Would I do anything differently if, knowing what I do now, my first child was due tomorrow? Some things. Hindsight is wonderful and while I can't benefit from mine, there maybe someone out there who might.
The world is definitely a different place to the one my eldest was born into 13 years ago. For a start there wasn't the Internet. Or if there was it was a long way off from arriving in my in my sitting room.
That would be the biggest change for me. I could find inspiration from other people. Mothers who were parenting differently to the ones I saw.
Here's what else I wish I had known.
- Town or country: Where you live makes a huge difference. After moving to the country when our baby was six months old, I quite often wish we hadn't. I know it's thought of as a wonderful place to bring up children but it can be a lot harder. Isolation. Limited number of potential friends. A less green lifestyle. Quite often more expensive because you need two cars. I could go on.
- Ditch the TV: This is probably a bit radical but I really wish I'd done this. It sucks away time and can be the font of many arguments with children about what to watch, when and for how long. I wish I'd saved myself the hassle and started as I meant to go on.
- Buy the best gear you can: I didn't think I'd be able to have children and consequently never truly believed I'd be lucky enough to have any more after the first, hence we didn't spend a lot of money. In the long run, it worked out more expensive because items had to be replaced.

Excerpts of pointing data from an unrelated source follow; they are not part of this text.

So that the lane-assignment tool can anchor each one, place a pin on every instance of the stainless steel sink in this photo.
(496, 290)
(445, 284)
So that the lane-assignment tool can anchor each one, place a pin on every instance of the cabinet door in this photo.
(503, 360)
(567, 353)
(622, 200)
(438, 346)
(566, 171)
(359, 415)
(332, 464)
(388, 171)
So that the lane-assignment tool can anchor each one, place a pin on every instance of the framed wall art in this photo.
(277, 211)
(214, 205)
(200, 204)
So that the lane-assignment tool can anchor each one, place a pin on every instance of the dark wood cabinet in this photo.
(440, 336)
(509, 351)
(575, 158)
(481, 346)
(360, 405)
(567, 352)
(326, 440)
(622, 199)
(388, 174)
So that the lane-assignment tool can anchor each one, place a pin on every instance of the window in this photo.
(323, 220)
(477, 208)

- Limit stuff: Babies notoriously attract mountains of equipment and clothes. I wish we had resisted more, both the toys and equipment we bought for the first and perhaps tried to stem the flow from grandparents. By the time the other children came along we had learned that less really is more.

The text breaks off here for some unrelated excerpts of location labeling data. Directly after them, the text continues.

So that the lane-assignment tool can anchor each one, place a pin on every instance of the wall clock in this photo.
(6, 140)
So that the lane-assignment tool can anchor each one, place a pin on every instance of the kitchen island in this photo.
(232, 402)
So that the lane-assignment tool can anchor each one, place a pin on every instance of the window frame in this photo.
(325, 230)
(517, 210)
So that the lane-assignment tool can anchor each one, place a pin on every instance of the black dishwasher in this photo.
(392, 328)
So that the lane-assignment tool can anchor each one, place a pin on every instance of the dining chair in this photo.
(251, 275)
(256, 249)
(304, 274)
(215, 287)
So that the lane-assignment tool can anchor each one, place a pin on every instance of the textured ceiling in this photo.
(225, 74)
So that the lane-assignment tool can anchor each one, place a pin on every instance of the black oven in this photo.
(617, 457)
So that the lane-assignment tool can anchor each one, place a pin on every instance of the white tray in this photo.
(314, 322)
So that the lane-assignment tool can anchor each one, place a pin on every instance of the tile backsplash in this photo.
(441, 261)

- Slow down: Life was one long round of meeting up with others mums and their babies. There was also ballet, swimming and singing. Quite often I would schedule in what I called "home" days when I just needed to stay put with my little ones and bake and play. I just wish I did it a bit more.
- Worry less: I have been lucky enough to inherit a worry gene from my father. Throw in a couple of miscarriages and I can say I didn't really savour my pregnancies. I should have worried less because it doesn't change the outcome at all.
- Comparison is the death of contentment: I wish I had kept this in mind a bit more but I guess a lack of confidence sometimes got in the way. If I could revisit my 26-year-old self I'd say "you're doing just fine" because I was.
- Be careful of the traditions you start: It's easy for the tooth fairy to write elaborate, teeny tiny letters in sparkly pink ink and leave natural, wonderful presents in exchange for the little pearl once or twice but it's not so easy when it's the umpteenth time and she is seriously suffering from sleep deprivation.
- Record everything: I didn't but do have half filled diaries that I cherish. I envy a friend (who coincidentally has no TV) but filled a wonderful family book with words and pictures. It's so much easier now with blogs and Blurb books. There really is no excuse!